Tribeca: „The Roadie“ screwed up, he just doesn’t want to admit

This entry was posted on 23.04.2011

Ron Heldard, Jill Hennessy and Bobby Cannavale in "Roadie". Photo: image.net

Ron Heldard, Jill Hennessy and Bobby Cannavale in "Roadie". Photo: image.net

After 26 years on the road with Blue Öyster Cult, Jimmy gets kicked out in the middle of nowhere. He must have screwed up pretty badly. Now the Roadie (which is also the title of Michael Cuesta’s new feature, premiering at the Tribeca Film Festival) has to get his life together – Jimmy hasn’t slept in his own bed for more than 20 years, he doesn’t even know how to make coffee. Let’s face it: Jimmy is pretty fucked.

Not that the roadie would admit it to his mother or his old friends back home in Forest Hills, Queens. He doesn’t even want to admit what he was doing: schlepping for a rock band that had its heyday back in the Seventies. Roadies are an invaluable part of a rock tour; without them, no music show would happen. But individually they are very replaceable.

Jimmy (Ron Eldard, „Black Hawk Down“, „Already Dead“ with Til Schweiger) wants to believe it’s different. Basically, he is managing Blue Öyster Cult, he tells everybody. And oh yeah, he also wrote and produced a few of the songs on their latest album. Never mind that that came out in 2001 and really wasn’t a success. So would he consider any changes in this life? „Why reinvent something that’s already perfect?“ he tells his mother.

His mom (Lois Smith, „True Blood“) – a very catholic, hard woman – doesn’t really believe any of this. When Jimmy shows up in her home in Queens, she secretly knows that he is not going to stay just for the day before he goes on tour with BÖC in South America. Even though he still has hopes and keeps calling the band, getting more desperate and insulting every time nobody picks up. He knows they want, and throughout the movie he is always on the edge of breaking down.

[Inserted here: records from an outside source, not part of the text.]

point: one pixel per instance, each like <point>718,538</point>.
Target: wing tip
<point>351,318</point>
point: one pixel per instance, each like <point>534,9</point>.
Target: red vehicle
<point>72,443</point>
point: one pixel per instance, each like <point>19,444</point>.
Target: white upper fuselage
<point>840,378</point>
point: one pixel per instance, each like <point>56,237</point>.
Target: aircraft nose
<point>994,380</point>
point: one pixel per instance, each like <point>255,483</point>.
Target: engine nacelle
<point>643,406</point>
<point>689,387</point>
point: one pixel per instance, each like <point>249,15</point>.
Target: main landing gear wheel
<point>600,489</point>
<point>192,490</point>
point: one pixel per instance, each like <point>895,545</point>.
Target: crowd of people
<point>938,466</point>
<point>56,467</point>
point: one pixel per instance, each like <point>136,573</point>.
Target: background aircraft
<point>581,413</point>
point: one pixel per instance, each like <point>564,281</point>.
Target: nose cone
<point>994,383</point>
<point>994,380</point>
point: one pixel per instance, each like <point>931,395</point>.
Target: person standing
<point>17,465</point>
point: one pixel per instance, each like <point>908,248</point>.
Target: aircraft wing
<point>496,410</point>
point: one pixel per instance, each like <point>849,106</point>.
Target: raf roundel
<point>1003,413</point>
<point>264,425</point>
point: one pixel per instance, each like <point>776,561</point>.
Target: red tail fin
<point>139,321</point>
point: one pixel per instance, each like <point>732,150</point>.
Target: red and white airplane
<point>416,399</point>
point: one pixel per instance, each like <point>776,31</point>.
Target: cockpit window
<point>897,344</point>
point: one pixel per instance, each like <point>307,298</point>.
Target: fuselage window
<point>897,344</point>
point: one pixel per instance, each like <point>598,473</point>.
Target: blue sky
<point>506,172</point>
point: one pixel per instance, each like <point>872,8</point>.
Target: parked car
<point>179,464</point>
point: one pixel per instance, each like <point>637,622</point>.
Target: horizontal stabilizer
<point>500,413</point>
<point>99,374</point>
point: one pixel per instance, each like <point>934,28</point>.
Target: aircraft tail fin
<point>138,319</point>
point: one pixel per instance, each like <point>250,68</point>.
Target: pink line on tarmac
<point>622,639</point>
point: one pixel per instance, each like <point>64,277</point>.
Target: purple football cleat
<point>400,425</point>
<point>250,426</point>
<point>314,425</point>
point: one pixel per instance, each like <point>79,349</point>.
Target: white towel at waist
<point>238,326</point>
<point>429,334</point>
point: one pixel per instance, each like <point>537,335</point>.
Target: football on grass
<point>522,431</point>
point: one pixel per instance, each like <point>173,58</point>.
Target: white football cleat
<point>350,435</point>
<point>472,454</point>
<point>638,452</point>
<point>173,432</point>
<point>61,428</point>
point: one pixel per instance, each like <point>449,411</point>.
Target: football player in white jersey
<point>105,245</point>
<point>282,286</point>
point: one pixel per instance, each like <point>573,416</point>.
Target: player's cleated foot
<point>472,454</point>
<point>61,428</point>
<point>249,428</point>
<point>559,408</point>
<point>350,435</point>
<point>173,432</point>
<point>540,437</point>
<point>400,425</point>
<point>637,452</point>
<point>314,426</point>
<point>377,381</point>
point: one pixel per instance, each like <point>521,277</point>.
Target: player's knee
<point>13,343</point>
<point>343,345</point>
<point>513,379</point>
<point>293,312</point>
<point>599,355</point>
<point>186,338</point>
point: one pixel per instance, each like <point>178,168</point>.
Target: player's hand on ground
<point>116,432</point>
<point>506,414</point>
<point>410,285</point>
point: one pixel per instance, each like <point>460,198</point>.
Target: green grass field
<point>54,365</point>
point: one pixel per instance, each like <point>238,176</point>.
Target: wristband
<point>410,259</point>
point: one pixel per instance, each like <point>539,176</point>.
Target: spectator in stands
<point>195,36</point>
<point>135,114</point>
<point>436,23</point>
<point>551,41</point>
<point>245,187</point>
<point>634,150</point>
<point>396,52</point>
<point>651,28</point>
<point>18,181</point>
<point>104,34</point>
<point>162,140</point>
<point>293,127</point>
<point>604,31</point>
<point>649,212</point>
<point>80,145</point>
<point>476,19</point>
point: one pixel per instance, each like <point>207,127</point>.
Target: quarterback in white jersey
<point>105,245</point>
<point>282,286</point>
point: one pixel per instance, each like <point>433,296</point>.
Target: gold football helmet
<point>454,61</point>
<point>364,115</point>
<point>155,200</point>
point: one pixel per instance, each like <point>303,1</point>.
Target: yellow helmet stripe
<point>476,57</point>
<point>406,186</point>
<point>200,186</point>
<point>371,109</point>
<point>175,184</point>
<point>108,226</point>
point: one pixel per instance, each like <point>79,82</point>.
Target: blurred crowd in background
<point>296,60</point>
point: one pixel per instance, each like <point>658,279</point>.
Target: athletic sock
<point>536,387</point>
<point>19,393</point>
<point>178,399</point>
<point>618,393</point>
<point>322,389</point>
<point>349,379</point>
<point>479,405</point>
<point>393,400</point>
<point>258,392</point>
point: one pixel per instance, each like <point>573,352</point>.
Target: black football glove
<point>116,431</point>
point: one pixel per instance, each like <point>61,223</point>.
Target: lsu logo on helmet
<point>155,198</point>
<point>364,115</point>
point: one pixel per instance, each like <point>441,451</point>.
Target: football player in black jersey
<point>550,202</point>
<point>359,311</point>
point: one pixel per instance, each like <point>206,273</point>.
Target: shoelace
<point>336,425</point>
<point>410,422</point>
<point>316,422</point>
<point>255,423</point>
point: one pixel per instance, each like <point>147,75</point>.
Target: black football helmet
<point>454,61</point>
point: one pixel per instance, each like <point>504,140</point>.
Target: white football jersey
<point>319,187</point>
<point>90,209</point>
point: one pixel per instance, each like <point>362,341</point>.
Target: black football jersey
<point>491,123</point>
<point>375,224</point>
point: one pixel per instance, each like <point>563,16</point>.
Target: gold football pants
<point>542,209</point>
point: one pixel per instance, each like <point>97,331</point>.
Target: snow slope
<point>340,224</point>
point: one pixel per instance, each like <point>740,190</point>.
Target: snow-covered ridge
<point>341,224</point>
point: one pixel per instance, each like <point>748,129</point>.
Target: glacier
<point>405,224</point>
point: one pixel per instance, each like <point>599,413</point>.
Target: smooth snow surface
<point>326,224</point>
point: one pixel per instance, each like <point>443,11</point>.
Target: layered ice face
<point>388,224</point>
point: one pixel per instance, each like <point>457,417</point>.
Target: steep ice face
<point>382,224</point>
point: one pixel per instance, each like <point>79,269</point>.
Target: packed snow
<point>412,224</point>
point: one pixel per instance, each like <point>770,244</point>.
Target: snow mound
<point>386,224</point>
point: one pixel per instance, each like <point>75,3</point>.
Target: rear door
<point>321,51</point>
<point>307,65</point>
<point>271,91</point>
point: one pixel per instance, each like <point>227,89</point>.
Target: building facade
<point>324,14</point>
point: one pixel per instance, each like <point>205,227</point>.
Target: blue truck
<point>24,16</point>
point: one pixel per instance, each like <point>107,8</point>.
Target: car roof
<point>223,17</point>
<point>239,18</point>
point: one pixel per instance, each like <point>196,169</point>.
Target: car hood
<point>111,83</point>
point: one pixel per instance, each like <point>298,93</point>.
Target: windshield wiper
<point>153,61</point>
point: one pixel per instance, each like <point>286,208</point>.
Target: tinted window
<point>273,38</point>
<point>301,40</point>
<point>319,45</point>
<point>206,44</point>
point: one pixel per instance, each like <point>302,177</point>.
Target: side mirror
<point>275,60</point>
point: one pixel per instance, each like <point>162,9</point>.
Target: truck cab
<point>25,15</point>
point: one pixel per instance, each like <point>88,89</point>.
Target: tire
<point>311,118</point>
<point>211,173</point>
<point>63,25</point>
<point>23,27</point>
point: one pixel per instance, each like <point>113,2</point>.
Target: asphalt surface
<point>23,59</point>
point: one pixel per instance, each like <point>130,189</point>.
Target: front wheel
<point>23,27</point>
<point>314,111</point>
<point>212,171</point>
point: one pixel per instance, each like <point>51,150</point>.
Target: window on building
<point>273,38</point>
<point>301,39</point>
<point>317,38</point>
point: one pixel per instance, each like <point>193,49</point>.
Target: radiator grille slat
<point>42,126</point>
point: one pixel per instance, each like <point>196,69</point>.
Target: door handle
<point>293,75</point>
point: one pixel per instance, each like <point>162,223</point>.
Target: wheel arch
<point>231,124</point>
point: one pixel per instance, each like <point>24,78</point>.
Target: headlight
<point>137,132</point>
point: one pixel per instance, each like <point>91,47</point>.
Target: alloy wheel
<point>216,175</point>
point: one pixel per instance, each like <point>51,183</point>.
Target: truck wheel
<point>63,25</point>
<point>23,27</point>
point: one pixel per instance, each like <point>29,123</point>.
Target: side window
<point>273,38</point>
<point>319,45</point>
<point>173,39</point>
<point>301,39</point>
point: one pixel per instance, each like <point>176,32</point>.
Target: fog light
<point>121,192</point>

His old girlfriend Nikki Stevens (Jill Hennessy, „Crossing Jordan“) and her husband, the bullying Bobby (Bobby Cannavale, „Win Win“, „Cold Case“ ), don’t really believe Jimmy either. Nikki and Bobby are very comfortable in Forest Hills where the glamour of Manhattan seems to be so far away. Nikki became a singer-songwriter in the last few years. Her gigs are successful, she says – 30 people usually show up. She wants to believe in Jimmy, maybe he could even help her push her career.

But pretty soon it becomes clear how distant they are. Jimmy just doesn’t fit into the small world of New York’s outer boroughs anymore, but he has nowhere else ago.

Make no mistake: Despite the title, „Roadie“ is neither a road movie nor a rock’n’roll movie. Most of it plays around 72nd Avenue in Queens, and you will hear lots of classic rock, but you won’t see a single shot of Blue Öyster Cult playing. Michael Cuesta directed a movie about a guy who has to find a completely new identity just when others settle down. Will he be able to? That’s the big question.